= David Jesson =

British statistician

David Frederick St John Jesson (born 23 August 1935) is a British educationalist and a professor in the Department of Economics at the University of York, who studied specialist schools and value-added performance (CVA).

==Early life and career==
He was born in Hackney in 1935, the son of Frederick John and Florence Jesson, and attended the University of Manchester and the University of Cambridge. He became a Maths teacher, teaching in several schools, state and independent, including Charterhouse School and Lincoln Christ's Hospital School.

Jesson next joined the University of Sheffield, where he developed the contextual value-added system of school performance measurement. This involves looking at the relative improvement of pupils, not their absolute performance, to establish how much 'value' has been 'added'.

In 1995 he joined the University of York as Professor in the Economics department. He worked in the CPERM department, in the Department of Economics and Related studies, under Professor David Mayston. As of December 2021, he is listed as an associate member of York's Centre for Research on Education and Social Justice.

==Research==
His work on 'value-added' performance came from the belief that working from absolute exam grades was too crude a measurement, as pupils from different backgrounds and schools found it much more of a challenge to gain the same grades as someone from a more privileged background.

===Science education===
In 2007 he found that 68% of all comprehensive schools – around 2,020 – did not offer the three separate science courses at GCSE, and that only one in 20 pupils at state schools took physics, chemistry and biology at GCSE.

===Academically bright children===
In a report in April 2008 for the Specialist Schools and Academies Trust, he found that academically bright children at comprehensive schools were likely to do better when there were more academically bright children at the same school. This was from data on more than 150,000 children, and involved his 'value-added' measurements. The higher the proportion of 'able' pupils, the better the value-added performance.

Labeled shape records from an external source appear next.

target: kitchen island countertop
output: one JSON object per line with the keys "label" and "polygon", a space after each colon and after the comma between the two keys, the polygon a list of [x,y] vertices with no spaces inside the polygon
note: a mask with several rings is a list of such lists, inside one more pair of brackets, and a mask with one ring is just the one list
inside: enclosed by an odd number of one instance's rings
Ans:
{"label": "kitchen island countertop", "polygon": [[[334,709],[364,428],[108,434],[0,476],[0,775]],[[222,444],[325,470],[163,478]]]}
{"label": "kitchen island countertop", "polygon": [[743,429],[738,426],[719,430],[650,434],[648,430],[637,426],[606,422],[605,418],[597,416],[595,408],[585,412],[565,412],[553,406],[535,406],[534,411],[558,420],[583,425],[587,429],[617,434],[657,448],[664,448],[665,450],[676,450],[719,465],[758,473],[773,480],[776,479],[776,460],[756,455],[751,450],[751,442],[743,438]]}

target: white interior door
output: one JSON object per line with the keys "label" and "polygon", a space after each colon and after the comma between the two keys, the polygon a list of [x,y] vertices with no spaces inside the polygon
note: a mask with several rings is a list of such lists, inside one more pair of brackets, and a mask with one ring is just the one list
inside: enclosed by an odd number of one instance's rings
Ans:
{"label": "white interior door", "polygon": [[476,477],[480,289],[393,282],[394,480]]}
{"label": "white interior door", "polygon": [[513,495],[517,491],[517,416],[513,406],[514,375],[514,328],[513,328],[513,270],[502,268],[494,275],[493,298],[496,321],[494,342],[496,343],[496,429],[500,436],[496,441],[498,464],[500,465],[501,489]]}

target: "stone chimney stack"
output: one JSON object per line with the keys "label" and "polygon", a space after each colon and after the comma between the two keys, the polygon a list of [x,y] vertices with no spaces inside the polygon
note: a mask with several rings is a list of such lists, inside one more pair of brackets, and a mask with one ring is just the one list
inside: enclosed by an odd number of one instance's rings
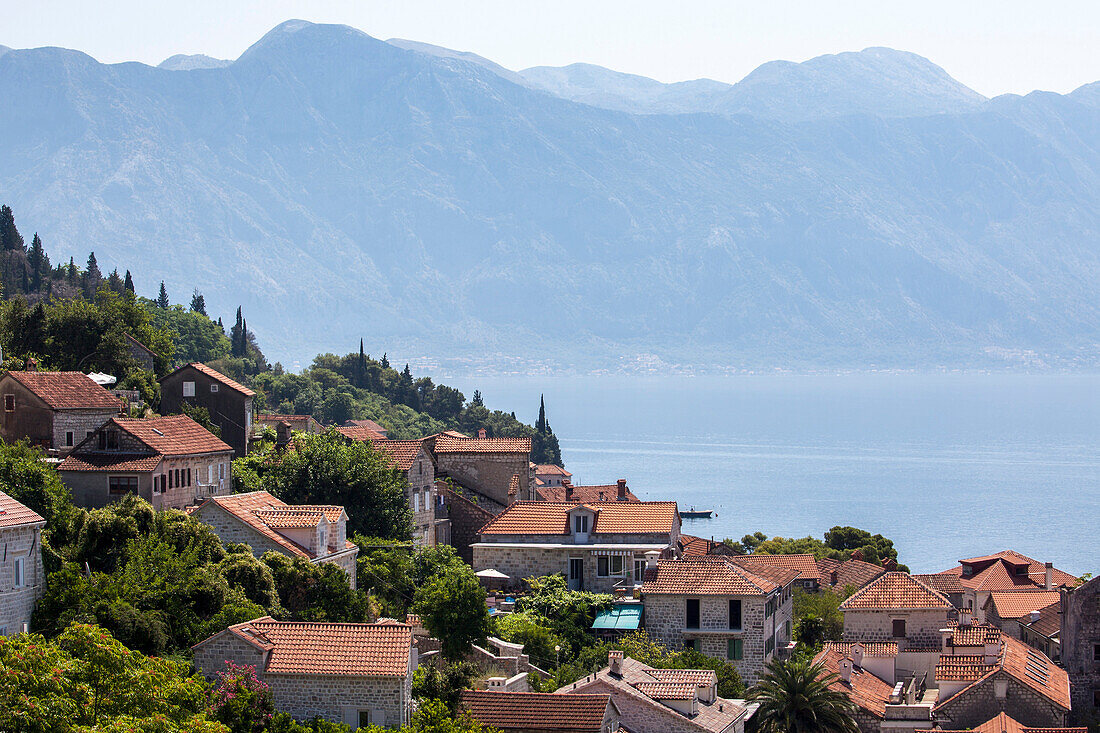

In November 2005, he reported at the Birmingham annual conference of the Specialist Schools and Academies Trust (which represented around 2,400 secondary schools) that pupils at private school in the top academic 5% were almost guaranteed to get three A-grades at A-level, yet for state schools only a third of the top 5% would get three A-grades. He called this a 'severe talent drain' in the state school system. In the same speech he said that Britain's future economic success depended on identifying and nurturing this top 5% of pupils.

==Personal life==
In 1965 he married Catherine Whitehead; they had three children. He lives in St. Ives, Cornwall.